Le lendemain était un samedi. On devait donc procéder au funeste tirage au sort. Le seigneur avait décidé de se soumettre à cette tâche immonde. Tout le village avait reçu l’ordre d’être présent sur la place publique. Les mères, émues, serraient dans leurs bras leur progéniture les yeux rivés sur le sac, dans lequel Robin plongea sa main. La jeune Flore, fille aînée du comte Albert, fut désignée pour nourrir la bête, cette semaine-là. On entendit un long soupir de soulagement dans la foule. Deux soldats arrachèrent aussitôt la pauvre enfant des bras de sa mère en larmes. Puis on l’emmena, en procession, au fond de l’antre maudit. Pendant de longues minutes, on entendit des cris déchirants. Les gens priaient devant la grotte, implorant la clémence de la bête. Tout à coup, un terrible silence signifia que Dieu n’avait pu sauver la fillette.
Les semaines passèrent. Chaque samedi, une nouvelle victime subissait les crocs de la bête Faramine et, ainsi, chaque samedi, une nouvelle famille s’endeuillait. Le seigneur ne savait plus que faire pour divertir son peuple. Le dimanche, celui-ci organisait des tournois ou faisait jouer des fabliaux afin d’amuser ceux de ses sujets, de moins en moins nombreux d’ailleurs, qui avaient encore le cœur à rire.
Un beau jour, le sort désigna Mélissande. Ce fut un choc pour les chevaliers qui espéraient en secret la prendre pour épouse. Robin, dévoré de chagrin, refusa d’accepter la volonté du destin. Les villageois rassemblés l’observaient, guettant le moindre de ses gestes.
- Père, lui ordonna sa fille, en colère. Au nom de toutes ces pauvres vierges qui ont subi avant moi le terrible sort, j’exige que vous me laissiez rejoindre la grotte. Si vous m’en empêchez, je mettrai moi-même fin à mes jours. Je refuse que vous déshonoriez notre famille en commettant une si grave injustice.
- Qu’à cela ne tienne ! hurla Robin, à bout. À quinze ans, on est en âge de se marier ! Que celui qui veut obtenir la main de ma fille entre avec elle dans la grotte et tue la bête avant qu’elle ne la dévore !
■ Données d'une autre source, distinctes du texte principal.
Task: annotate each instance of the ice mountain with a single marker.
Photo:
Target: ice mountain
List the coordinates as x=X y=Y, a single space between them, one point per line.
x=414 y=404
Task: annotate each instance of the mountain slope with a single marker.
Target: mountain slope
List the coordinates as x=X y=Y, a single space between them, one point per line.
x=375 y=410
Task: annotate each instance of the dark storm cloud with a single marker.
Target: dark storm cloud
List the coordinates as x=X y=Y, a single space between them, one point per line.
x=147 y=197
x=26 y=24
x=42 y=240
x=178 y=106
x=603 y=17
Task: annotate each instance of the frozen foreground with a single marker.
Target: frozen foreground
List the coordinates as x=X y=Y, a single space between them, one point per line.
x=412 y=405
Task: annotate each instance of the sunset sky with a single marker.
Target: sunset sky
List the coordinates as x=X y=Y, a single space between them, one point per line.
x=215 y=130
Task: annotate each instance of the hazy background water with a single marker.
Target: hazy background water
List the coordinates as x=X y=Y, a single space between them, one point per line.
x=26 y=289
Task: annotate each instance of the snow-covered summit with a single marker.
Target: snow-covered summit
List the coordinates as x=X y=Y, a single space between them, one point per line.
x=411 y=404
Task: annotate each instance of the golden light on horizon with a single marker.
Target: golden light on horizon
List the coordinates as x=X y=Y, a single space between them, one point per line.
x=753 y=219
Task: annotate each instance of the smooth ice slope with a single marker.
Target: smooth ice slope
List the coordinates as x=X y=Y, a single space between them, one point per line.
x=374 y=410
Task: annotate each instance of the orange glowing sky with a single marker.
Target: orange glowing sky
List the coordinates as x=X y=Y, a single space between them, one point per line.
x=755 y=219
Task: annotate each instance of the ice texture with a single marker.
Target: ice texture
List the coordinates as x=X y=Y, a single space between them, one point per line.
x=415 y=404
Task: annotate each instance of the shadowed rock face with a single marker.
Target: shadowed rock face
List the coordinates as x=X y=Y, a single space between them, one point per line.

Alors que peu d’hommes répondaient à l’appel du seigneur, un chevalier que personne ne connaissait à Ménéssaire annonça qu’il souhaitait accomplir la prouesse. Il pénétra dans la grotte avant Mélissande et, sans que le monstre n’ait eu le temps de réagir, d’un coup vif et puissant, il trancha les sept têtes qui se retrouvèrent au sol, langues pendantes. La demoiselle, à demi-évanouie de terreur, sortit de l’antre au bras de son vainqueur, que la foule ne cessait d’acclamer. Les jeunes filles désormais hors de danger lui sautaient au cou pour l’embrasser. Mélissande, reconnaissante, ne fut pas longue à éprouver de l’amour pour son sauveur. Au comble du bonheur, Robin voulut organiser immédiatement la cérémonie du mariage.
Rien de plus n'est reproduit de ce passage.